Environ 36 000 cas d'infections urinaires examinés

Dans l'étude, les données des dossiers médicaux électroniques des services de santé Clalit ont été analysées, incluant environ 36 000 événements d'infections urinaires prouvées chez des enfants âgés d'un mois à 18 ans. Les données ont été collectées entre janvier 2010 et août 2020. Les chercheurs ont examiné les informations déjà disponibles lors de la première rencontre médicale, notamment l'âge et le sexe de l'enfant, le statut socio-économique, les antécédents médicaux, si l'infection était acquise en communauté ou à l'hôpital, l'utilisation antérieure d'antibiotiques et l'historique des infections précédentes. Sur la base de ces données, cinq modèles d'apprentissage automatique différents ont été développés pour évaluer la probabilité qu'il s'agisse d'une infection causée par une bactérie produisant l'ESBL.

Le risque a été multiplié par 18 chez les enfants déjà infectés par le passé

L'une des conclusions les plus marquantes de l'étude a été le lien fort entre une infection antérieure par une bactérie résistante et le risque de récidive : les enfants ayant déjà souffert d'une infection à ESBL par le passé présentaient un risque 18 fois plus élevé de souffrir de ce type d'infection lors d'un nouvel événement. D'autres facteurs associés au risque ont été identifiés : l'âge et le sexe de l'enfant, le statut socio-économique, le lieu où l'infection a été contractée, l'utilisation antérieure d'antibiotiques et le type de bactérie ayant causé l'infection.

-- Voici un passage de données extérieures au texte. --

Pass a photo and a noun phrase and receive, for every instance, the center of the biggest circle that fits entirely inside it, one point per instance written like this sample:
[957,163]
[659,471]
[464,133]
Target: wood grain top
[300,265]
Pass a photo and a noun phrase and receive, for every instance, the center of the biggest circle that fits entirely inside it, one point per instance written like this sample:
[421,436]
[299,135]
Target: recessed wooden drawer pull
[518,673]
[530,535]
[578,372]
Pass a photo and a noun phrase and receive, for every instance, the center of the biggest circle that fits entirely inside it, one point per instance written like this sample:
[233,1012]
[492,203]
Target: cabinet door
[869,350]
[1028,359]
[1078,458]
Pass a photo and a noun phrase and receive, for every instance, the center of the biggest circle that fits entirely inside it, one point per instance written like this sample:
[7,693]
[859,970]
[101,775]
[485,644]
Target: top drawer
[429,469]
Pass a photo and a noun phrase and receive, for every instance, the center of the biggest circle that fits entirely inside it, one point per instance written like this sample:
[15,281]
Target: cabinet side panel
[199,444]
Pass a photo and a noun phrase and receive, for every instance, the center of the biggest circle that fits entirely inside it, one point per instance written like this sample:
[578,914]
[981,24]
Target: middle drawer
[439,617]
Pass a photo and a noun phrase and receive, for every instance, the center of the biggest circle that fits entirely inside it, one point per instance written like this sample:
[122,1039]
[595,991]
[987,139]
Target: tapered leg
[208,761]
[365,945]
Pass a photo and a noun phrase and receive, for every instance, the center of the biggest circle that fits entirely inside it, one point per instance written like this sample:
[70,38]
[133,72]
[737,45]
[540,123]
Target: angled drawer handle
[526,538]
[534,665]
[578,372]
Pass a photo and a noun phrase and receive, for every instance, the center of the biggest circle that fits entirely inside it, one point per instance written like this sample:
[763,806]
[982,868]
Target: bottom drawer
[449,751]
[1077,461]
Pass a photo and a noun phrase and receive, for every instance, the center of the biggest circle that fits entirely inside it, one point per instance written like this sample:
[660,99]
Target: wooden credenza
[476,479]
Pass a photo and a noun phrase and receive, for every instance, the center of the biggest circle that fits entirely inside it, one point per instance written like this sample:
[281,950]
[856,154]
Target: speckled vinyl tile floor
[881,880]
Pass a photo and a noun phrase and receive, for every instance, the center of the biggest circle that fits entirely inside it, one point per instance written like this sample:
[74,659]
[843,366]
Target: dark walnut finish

Objectif : savoir plus tôt quel antibiotique administrer

L'un des principaux avantages des modèles était leur grande capacité à exclure une infection résistante. Dans les cinq modèles, une valeur prédictive négative d'environ 0,98 a été enregistrée, ce qui signifie que lorsque le modèle estimait que l'infection n'était pas causée par une bactérie ESBL, l'évaluation était correcte dans la grande majorité des cas. L'implication possible est qu'un système basé sur l'intelligence artificielle pourrait à l'avenir fournir au médecin une évaluation des risques avant même que les résultats de la culture n'arrivent, et ainsi aider à décider s'il est nécessaire d'envisager un traitement antibiotique adapté aux bactéries résistantes. Le besoin d'une identification précoce est particulièrement important car les infections causées par des bactéries produisant l'ESBL ont été liées à des taux de morbidité plus élevés, à des hospitalisations prolongées et même à des hospitalisations en unités de soins intensifs.

Pas encore un remplacement pour le médecin

Parallèlement aux résultats encourageants, les chercheurs soulignent qu'il s'agit d'un stade de recherche. Les modèles ne sont pas destinés à remplacer le jugement du médecin, qui repose également sur l'état clinique de l'enfant, l'examen physique et les résultats des tests de laboratoire. Selon les chercheurs, des études supplémentaires sont nécessaires pour améliorer les performances des modèles, les valider dans d'autres populations et surtout examiner si leur utilisation dans le monde réel améliore réellement les résultats du traitement. L'étude souligne le potentiel supplémentaire de l'intégration de l'intelligence artificielle en médecine : utiliser les informations déjà présentes dans le dossier médical pour aider à une prise de décision plus rapide et plus précise, précisément à une époque où la résistance aux antibiotiques devient l'un des principaux défis pour les systèmes de santé dans le monde.